The large open room with banister ceilings is very inviting, made even more so by the warmth radiating outward from the woodburner stove in the middle of the room. An arrangement of anitque furniture is yours to choose from, ranging from heavy wooden and iron tables and chairs, to light weight chairs with hymnal and communal cup holders that must have been brought in from a non-comformist church somewhere. It had been a long day, so we were a little selfish and took the large sofa with plush leather cushions.
Because we had already had lunch, we just ordered some drinks and cakes. My iced chai latte and sponge cake with fresh whipped cream and mint were excellent. The lunch options looked to be mainly pastas and rice topped with omelettes (omurice), but looked very good as well.
I definitely want to go back to have lunch sometime.
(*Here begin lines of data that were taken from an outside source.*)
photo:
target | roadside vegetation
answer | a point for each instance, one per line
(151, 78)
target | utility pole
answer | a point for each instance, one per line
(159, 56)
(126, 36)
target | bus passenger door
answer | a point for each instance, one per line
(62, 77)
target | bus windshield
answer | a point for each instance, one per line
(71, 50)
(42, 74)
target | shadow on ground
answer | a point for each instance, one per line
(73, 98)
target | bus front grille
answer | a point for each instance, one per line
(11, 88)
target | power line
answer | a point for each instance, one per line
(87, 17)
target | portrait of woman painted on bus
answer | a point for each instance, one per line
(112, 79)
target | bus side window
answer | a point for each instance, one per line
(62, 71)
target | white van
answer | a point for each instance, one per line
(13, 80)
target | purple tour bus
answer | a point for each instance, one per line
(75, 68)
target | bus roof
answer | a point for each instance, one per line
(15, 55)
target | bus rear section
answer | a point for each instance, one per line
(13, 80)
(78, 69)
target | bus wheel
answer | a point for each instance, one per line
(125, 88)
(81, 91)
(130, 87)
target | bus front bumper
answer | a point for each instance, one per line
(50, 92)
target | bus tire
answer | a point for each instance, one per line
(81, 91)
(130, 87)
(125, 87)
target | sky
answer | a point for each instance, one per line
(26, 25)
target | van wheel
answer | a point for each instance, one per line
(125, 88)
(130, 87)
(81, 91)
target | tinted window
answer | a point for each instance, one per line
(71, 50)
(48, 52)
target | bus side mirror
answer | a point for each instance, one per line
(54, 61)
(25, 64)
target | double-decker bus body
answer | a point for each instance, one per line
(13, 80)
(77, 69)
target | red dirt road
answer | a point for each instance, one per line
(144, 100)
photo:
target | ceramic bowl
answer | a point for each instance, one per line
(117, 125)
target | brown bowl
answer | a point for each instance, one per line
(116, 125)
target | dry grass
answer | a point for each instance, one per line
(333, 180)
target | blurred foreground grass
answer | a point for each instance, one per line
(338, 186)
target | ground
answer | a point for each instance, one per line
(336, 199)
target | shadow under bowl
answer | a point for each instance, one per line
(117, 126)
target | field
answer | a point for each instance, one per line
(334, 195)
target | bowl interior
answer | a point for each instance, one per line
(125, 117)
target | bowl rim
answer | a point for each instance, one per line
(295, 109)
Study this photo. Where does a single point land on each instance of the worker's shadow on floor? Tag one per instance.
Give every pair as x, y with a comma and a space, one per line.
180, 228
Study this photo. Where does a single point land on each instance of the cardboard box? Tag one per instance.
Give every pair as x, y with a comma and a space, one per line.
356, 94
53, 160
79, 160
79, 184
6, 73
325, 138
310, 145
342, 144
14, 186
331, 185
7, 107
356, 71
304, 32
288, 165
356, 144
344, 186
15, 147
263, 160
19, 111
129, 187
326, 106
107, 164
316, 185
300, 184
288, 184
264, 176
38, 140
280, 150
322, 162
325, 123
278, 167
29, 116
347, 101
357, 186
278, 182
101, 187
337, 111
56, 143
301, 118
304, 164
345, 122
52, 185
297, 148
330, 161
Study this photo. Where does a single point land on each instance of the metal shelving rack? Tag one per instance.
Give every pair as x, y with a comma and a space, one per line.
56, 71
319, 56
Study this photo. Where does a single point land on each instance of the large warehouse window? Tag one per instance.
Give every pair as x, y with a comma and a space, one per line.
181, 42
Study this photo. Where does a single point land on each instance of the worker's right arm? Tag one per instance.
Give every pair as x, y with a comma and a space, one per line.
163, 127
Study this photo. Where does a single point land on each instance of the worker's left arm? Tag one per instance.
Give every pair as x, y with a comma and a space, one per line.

All of the vegetables are locally grown and are bartered for with eggs from the chickens they raise at Ocho-8. This might not always be the case, but I saw such an exchange with one of the neighboring women on my way out the door. You can also buy a carton of eggs if you have time and a place to cook them while you're in Kochi. I took some home with me and they were remarkably better than the eggs you normally find at the supermarket--almost sweet.
Everything was worth the wait, but there was a considerable wait. I didn't mind because we had plenty of time and the cafe is so homey you start to imagine that it might actually be your secret get away house you keep tucked away in the quiet mountains.
Another pointer, it is not cheap. While not expensive, it is more than your typical cafe in Kochi City. Consider it the 'not that many people can make it up to our cafe' tax. Again, well worth it.
Not only is Ocho-8 a cafe, but there are also some handmade baskets, wallets, and coin purses available to purchase. They also had some artwork that seemed like it was on sale. I guess the artistic nature of the owner and people who work there explains the overall atmosphere of the cafe.
Should you be looking for a quiet place to enjoy some beautiful mountain scenery while in Kochi, or find yourself at the Anpanman Museum, Ocho-8 is an excellent place for a refreshing time.